We first exchange all the PTEs with 0 with ptep_get_and_clear_full()
and we then transfer D that we just read into the struct page.

We rely on the fact that D will never be set again, what we go it a
"final" D bit. IE. We rely on the fact that a processor either:

   - Has a cached PTE in its TLB with D set, in which case it can still
write to the page until we flush the TLB or

   - Doesn't have a cached PTE in its TLB with D set and so will fail
to do so due to the atomic P check, thus never writing.

With the errata, don't you have a situation where a processor in the second
category will write and set D despite P having been cleared (due to the
race) and thus causing us to miss the transfer of that D to the struct
page and essentially completely miss that the physical page is dirty ?

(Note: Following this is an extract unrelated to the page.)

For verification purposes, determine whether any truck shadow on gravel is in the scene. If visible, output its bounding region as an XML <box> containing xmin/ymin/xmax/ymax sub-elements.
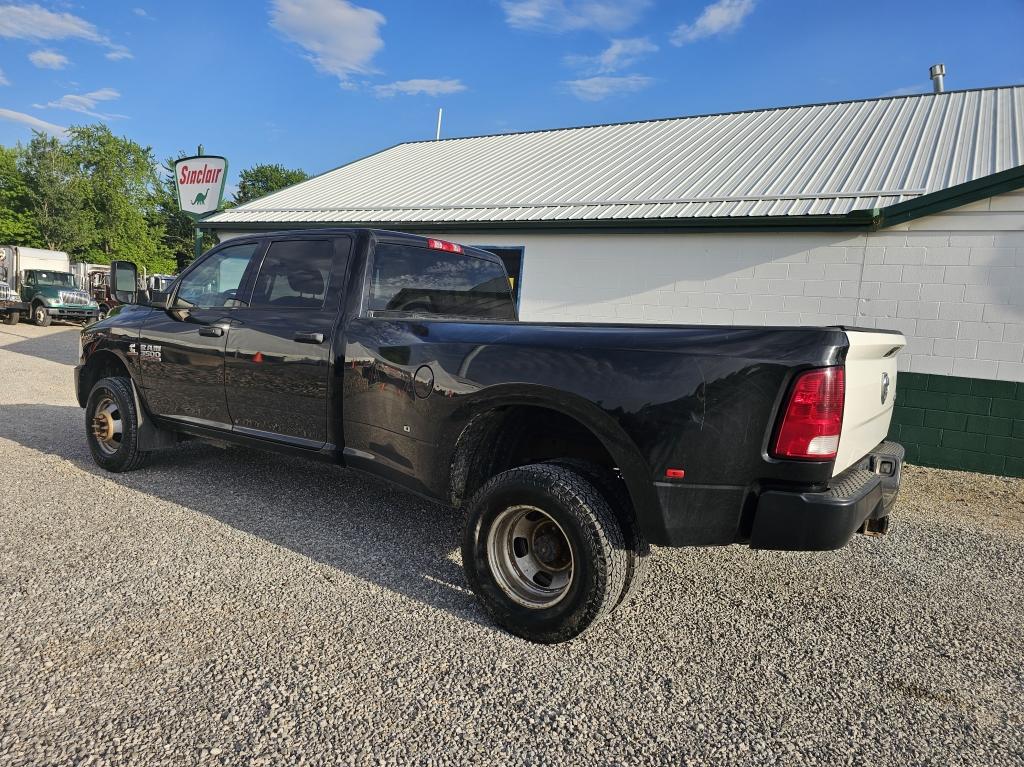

(Leading to memory corruption).

> If the PTE is used for storing a swap index or a NUMA migration index,
> the A bit could be misinterpreted as part of the swap type.  The stray
> bits being set cause a software-cleared PTE to be interpreted as a
> swap entry.  In some cases (like when the swap index ends up being
> for a non-existent swapfile), the kernel detects the stray value
> and WARN()s about it, but there is no guarantee that the kernel can
> always detect it.
> 
> This patch changes the kernel to attempt to ignore those stray bits
> when they get set.  We do this by making our swap PTE format
> completely ignore the A/D bits, and also by ignoring them in our
> pte_none() checks.
> 
> Andi Kleen wrote the original version of this patch.  Dave Hansen
> wrote the later ones.